JP Morgan job cuts in its retail banking and mortgage sections will involve 8,000 employees.
America’s largest bank, which had previously announced a 4,000 reduction in its workforce to cut costs, says the two sections continue shrinking.
Approximately 16,500 employees in the mortgage and retail banking sections of the company have been laid off so far.
The mortgage refinancing business has fallen steeply after interest rates began to increase following the Federal Reserve’s (Fed’s) bond-buying stimulus tapering.
Lay offs in mortgage and retail divisions
The JP Morgan job cuts include about 6,000 in the mortgage and 2,000 retail banking divisions. Much of the work in retail will be covered by automated machines.
Several major US banks, including Bank of America Corp. and Wells Fargo & Co. have been firing mortgage workers as interest rates rose in the second half of 2013.
In 2013, mortgage lending at JP Morgan dropped 8% to $166 million, while refinancing fell by 24%.
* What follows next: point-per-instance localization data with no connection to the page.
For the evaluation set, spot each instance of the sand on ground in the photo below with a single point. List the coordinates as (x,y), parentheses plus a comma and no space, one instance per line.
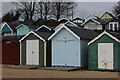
(39,73)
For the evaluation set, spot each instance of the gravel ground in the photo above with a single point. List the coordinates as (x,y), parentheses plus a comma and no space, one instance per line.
(39,73)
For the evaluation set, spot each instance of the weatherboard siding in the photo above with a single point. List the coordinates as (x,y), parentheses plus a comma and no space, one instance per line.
(84,53)
(22,30)
(65,35)
(41,49)
(107,26)
(93,53)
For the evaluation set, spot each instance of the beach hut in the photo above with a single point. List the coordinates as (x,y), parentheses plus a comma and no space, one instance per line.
(10,50)
(69,46)
(35,49)
(104,52)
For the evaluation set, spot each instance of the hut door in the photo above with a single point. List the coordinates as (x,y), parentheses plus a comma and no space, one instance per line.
(105,55)
(32,52)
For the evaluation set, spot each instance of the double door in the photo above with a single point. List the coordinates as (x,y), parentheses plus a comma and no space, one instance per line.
(65,53)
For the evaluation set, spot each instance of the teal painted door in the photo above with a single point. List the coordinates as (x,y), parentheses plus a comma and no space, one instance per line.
(105,55)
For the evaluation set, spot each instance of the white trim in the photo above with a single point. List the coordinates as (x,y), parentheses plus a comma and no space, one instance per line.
(29,34)
(71,23)
(45,54)
(100,35)
(7,25)
(43,26)
(63,26)
(113,27)
(62,19)
(89,20)
(20,54)
(51,19)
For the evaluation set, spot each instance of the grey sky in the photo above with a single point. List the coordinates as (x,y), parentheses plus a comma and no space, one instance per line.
(83,9)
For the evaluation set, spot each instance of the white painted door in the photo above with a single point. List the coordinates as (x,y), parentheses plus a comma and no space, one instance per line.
(105,55)
(32,52)
(65,53)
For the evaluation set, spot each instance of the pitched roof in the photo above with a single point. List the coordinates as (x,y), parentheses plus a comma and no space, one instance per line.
(108,14)
(113,35)
(77,18)
(13,25)
(79,33)
(44,35)
(12,38)
(83,33)
(98,21)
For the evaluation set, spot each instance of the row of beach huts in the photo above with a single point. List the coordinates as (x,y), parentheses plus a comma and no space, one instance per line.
(93,43)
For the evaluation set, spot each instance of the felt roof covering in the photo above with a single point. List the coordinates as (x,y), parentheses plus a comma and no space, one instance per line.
(78,32)
(83,33)
(44,35)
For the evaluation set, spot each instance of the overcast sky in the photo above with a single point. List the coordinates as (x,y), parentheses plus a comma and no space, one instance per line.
(83,9)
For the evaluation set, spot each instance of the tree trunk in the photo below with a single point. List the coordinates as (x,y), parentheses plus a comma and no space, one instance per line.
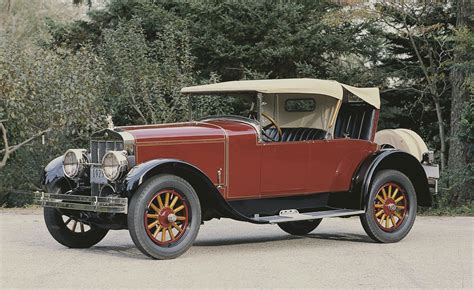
(442,135)
(458,150)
Head of JP Morgan’s consumer bank section, Gordon Smith, said today he expects the number of employees working at its branches to have fallen 20% by 2015 compared to 2011.
Future branches with fewer staff and more machines
In its investor day conference yesterday, JP Morgan unveiled a ‘branch of the future’, which will have an average of just six employees compared to the current nine, will occupy fewer square feet and have greater automation. The branches will have more financial advisers but fewer tellers.
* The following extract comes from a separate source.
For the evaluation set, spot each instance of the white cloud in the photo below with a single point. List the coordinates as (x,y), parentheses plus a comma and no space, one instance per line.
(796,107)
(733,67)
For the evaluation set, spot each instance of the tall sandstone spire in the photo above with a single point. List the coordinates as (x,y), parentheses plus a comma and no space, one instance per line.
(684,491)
The company is also planning to recruit approximately 3,000 new employees. It is forecast to have 240,000 workers by the end of this year.
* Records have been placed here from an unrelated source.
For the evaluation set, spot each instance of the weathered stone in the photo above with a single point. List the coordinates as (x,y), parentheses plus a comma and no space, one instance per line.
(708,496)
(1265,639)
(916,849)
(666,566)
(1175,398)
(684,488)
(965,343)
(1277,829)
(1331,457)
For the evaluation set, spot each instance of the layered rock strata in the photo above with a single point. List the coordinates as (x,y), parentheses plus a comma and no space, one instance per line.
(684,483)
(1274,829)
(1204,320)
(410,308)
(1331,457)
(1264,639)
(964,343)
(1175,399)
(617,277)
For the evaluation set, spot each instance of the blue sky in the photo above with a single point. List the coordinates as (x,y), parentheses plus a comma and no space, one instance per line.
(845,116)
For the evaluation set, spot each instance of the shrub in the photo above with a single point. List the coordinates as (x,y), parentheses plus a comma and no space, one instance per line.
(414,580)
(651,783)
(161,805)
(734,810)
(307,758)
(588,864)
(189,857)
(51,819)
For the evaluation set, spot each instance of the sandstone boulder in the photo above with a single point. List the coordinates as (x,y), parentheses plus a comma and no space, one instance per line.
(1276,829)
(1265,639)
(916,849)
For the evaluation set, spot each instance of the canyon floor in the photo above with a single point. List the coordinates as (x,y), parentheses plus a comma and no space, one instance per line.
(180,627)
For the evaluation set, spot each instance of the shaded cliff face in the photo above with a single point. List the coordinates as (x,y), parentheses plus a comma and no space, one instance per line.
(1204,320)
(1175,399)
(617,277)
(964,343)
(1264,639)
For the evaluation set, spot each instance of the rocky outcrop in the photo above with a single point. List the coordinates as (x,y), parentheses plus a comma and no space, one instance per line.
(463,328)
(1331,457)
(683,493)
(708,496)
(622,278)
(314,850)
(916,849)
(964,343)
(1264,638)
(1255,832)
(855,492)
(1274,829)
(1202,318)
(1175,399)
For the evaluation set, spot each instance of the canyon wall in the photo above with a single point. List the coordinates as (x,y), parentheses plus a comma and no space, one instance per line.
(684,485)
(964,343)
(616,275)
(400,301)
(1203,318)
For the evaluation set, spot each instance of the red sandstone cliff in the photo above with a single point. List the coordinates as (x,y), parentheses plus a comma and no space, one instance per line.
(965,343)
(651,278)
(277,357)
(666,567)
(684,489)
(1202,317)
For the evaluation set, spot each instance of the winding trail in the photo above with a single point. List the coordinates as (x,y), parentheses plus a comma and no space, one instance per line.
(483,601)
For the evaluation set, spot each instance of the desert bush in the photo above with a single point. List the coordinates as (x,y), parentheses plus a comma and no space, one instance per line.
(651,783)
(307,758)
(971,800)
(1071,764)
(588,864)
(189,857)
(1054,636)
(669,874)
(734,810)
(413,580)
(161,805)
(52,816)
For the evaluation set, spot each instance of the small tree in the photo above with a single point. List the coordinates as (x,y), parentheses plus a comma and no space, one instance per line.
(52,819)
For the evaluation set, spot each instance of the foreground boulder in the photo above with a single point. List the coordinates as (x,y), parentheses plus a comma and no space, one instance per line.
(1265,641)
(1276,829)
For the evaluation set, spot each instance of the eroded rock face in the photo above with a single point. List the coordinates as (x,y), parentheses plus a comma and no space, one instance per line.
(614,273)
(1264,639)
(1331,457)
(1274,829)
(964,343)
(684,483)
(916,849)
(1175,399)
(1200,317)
Job cuts and higher top executives’ pay, the current banking trend
JP Morgan, the biggest bank in America, joins a growing number of banks that have been increasing bonuses and salaries for their top executives. The company announced last month that its Chief Executive, Jamie Dimon, would receive a 74% increase in his pay for 2013, from $11.5 million to $20 million, despite a 16% fall in profits and firing tens of thousands of workers in order to “cut costs”.
Regarding the latest JP Morgan job cuts, Jamie Dimon said to reporters before an investor day conference on February 25th that the latest job-cutting plan is part of the adjustments the bank has to make continually as its business environment changes.
Dimon said:
“You’re always trimming the sails. That’s business. Obviously headcount is coming down in some of the businesses. That is life.”
Despite a fall in profits for Q4 2013 and reducing its workforce “to cut costs”, HSBC says it will seek shareholder approval to raise the new European Union bonus cap for top executive salaries from 100% to 200%.
Barclays PLC announced plans to lay off between 10,000 and 12,000 workers this year while at the same time raising top executives’ bonuses.
Over the past year, JP Morgan has agreed to pay over $20 billion in settlements to resolve a series of lawsuits and investigations.
However, there are still a number of federal probes the bank will have to face.